Preparing the lessons and producing the school materials alone takes an enormous amount of time. In elementary school classes, preparation has to be done in a differentiated way. She explains, “There are many pupils whose first language is not German, who have hardly attended school in their home countries. There are also illiterate children, as well as children with learning difficulties and physical disabilities. For each lesson, you need to prepare three different lessons with three sets of materials: for the strong learners, the weak learners and the language learners.”

Then there is the work with parents, which brings a lot of conflict, especially in socially deprived neighbourhoods. “Some parents react emotionally themselves. There are socio-educational posts, but at our school it is only staffed by one person, and that one person is often not there. When conflicts arise, everything has to be logged, filed and followed up.” You’re busy with every single kid, she says. “Each one is your personal client, and you have to find out and know all their strengths and weaknesses and act accordingly.”

Personal life, she says, falls completely by the wayside. Lara herself has experienced how quickly it can lead to burnout. “I was close to depression, often sitting there apathetic and unable to do anything.”

From reading the World Socialist Web Site and following several webinars it has conducted with international scientists, Lara knows there is definitely a way out of the pandemic. “The WSWS publicized scientific models that correctly predicted the future course and demonstrated early on that new variants [like Omicron] would emerge under current conditions.”

Asked how she envisions a solution for schools, Lara responds, “I would like to see a major worldwide information campaign in all languages! For schools, I would like to see a lockdown over Christmas until at least New Year until the pandemic is stopped!

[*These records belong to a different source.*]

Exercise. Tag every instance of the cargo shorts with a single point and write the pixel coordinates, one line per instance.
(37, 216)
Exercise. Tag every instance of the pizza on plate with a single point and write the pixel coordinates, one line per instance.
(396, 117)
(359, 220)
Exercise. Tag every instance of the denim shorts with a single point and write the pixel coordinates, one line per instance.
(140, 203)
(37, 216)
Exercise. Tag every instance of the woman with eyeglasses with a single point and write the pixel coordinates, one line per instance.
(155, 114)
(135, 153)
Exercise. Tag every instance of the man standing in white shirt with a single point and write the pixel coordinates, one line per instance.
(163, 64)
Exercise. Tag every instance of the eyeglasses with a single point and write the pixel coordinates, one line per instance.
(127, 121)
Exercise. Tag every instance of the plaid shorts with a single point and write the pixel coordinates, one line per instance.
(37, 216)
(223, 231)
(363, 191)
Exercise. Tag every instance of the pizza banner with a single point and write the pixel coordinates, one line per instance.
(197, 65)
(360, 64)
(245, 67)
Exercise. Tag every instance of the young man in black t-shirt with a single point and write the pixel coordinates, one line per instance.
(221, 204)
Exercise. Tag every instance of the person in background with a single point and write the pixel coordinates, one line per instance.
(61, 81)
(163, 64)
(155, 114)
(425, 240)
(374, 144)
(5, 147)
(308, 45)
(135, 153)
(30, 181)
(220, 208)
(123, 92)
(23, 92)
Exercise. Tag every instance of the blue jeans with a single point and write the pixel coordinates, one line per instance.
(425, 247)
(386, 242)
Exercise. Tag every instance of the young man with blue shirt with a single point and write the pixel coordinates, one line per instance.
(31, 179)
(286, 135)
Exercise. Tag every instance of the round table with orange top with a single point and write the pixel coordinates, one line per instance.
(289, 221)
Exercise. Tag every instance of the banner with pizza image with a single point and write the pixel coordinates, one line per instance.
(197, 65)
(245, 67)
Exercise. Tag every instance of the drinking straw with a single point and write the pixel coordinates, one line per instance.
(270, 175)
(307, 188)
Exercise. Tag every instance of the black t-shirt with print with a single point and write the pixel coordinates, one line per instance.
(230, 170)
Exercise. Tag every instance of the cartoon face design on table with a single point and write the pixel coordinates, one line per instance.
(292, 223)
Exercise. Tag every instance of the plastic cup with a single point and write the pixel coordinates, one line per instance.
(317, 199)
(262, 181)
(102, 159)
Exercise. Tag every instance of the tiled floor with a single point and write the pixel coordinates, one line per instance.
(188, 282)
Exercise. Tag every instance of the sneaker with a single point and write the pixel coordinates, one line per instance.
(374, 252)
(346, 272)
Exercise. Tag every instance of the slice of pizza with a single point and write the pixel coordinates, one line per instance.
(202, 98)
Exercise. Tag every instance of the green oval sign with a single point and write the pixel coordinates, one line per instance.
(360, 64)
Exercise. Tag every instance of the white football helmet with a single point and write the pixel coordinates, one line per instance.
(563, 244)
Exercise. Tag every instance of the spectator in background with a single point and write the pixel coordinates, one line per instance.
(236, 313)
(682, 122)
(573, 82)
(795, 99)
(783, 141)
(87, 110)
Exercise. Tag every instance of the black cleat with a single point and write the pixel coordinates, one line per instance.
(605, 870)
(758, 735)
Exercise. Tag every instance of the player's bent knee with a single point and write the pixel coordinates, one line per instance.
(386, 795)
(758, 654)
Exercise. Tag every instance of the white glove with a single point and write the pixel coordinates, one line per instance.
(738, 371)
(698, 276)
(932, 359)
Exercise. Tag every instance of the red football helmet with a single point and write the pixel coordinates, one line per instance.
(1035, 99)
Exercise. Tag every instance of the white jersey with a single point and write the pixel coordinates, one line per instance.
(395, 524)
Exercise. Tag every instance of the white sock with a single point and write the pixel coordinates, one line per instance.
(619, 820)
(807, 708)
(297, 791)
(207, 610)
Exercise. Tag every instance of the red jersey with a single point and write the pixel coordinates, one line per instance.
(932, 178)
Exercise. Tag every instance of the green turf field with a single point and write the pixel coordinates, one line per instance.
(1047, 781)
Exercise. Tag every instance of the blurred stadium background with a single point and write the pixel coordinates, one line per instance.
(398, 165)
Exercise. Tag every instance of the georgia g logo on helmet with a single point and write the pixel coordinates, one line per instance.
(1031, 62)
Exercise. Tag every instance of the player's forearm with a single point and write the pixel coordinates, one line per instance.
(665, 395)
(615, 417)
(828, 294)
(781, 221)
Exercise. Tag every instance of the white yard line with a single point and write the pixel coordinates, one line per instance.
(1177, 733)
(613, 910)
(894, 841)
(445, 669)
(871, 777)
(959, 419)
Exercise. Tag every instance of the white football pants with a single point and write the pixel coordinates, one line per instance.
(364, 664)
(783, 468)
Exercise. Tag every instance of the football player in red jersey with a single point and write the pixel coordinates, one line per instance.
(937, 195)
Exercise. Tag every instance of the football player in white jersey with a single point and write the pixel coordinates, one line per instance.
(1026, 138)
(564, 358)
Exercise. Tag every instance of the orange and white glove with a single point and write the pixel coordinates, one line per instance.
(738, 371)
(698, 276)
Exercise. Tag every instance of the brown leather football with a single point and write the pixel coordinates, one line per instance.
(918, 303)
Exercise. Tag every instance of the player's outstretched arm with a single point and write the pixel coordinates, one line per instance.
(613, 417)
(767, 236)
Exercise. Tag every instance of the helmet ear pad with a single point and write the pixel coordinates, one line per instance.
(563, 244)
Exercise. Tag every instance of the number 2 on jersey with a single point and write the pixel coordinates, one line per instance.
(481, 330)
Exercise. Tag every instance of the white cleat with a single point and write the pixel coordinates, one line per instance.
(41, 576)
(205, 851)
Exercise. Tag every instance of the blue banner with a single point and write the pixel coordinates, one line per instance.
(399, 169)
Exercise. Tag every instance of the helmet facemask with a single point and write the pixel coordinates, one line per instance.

“Then it might be possible for families to get together again. When schools start up again, they could be organized very differently. We need twice as many teachers and enough room, smaller classes and a strong expansion of digital teaching. We’ve had practice with that by now, and it would work much better now.

“School classes need to be cut at least in half, as was the case with the alternating classes [half learning at home and half in school]. It was an excellent experience, everyone liked it. The students liked it too, and they were much more motivated to learn. In the small groups, there was also less potential for conflict, parents were relieved, and the risk of infection was controllable. However, the reality is completely different.”

That’s why the recent contract was such a slap in the face to all teachers, she said. In Lara’s eyes, the unions were only shadow boxing, “not about the struggles that staff have to fight every day. They don’t do anything for that. This is a caste that takes care of itself. The union officials are not on the side of the teachers, the children and the parents. They are on the side of the politicians.

“They have cut so many posts all these years, and they have put everything on the teachers. There’s no thought about good teaching at all, let alone a work-life balance for teachers.”

Talking about money, a lot more could be done, she said. “The politicians should just give every school €5 million: We need proper toilets! The hygienic conditions are catastrophic—broken doors, broken chairs, dirty desks and walls ... The learning atmosphere is atrocious. We have exactly one photocopier for the whole school! There’s not enough budget for copy paper, and you have to scrape together the money for it from your own funds.”

Lara points out what all this means for the children: “Students go to school with fears, not just for their own lives. The school doesn’t offer them any protection from coronavirus. It’s simply a detention centre now to push parents into work. It’s no longer about education, nurturing, or caring, but the whole thing is just one giant detention centre.”